VoterFrog
@VoterFrog@lemmy.world
- Comment on Exactly Six Months Ago, the CEO of Anthropic Said That in Six Months AI Would Be Writing 90 Percent of Code 2 days ago:
What? I’ve already written the design documentation and done all the creative parts that I consider most rewarding. All that’s left for coding is answering questions like “what exactly does the API I need to use look like?” and writing a bunch of error handling if statements. That’s toil.
- Comment on Exactly Six Months Ago, the CEO of Anthropic Said That in Six Months AI Would Be Writing 90 Percent of Code 2 days ago:
Definitely depends on the person. There are definitely people who are getting 90% of their coding done with AI. I’m one of them. I have over a decade of experience and I consider coding to be the easiest but most laborious part of my job so it’s a welcome change.

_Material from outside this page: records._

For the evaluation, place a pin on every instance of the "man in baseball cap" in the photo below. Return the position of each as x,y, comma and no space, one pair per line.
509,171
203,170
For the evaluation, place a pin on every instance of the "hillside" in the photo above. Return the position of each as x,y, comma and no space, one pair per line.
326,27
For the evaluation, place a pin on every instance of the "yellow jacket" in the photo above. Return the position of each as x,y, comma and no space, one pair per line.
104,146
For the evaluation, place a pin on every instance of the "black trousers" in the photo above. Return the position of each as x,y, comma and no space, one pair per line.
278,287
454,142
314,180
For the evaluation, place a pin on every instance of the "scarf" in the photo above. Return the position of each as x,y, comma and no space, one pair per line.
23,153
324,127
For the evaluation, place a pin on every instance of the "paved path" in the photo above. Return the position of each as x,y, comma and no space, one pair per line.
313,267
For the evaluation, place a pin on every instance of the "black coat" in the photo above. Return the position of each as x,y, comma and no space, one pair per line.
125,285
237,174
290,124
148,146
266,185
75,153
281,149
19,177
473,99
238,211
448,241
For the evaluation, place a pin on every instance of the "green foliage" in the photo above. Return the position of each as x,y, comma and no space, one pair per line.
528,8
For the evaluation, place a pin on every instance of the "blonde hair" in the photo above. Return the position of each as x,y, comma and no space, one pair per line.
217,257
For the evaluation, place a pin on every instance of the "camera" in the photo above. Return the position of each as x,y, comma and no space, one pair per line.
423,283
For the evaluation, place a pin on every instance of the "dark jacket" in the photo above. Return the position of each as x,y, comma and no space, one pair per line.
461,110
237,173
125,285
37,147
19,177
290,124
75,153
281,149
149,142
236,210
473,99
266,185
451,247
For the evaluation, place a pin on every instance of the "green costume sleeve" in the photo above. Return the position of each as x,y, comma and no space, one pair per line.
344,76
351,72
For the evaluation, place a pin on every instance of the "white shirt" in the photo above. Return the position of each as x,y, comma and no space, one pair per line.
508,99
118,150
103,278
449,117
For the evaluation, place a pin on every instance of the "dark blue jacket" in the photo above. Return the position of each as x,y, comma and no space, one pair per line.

One thing that’s really changed the game recently is RAG and tools with very good access to our company’s data. Good context makes a huge difference in the quality of the output. For my latest project, I’ve been using 3 internal tools. An LLM browser plugin which has access to our internal data and let’s you pin pages (and docs) you’re reading for extra focus. A coding assistant, which also has access to internal data and repos but is trained for coding. Unfortunately, it’s not integrated into our IDE. The IDE agent has RAG where you can pin specific files but without broader access to our internal data, its output is a lot poorer.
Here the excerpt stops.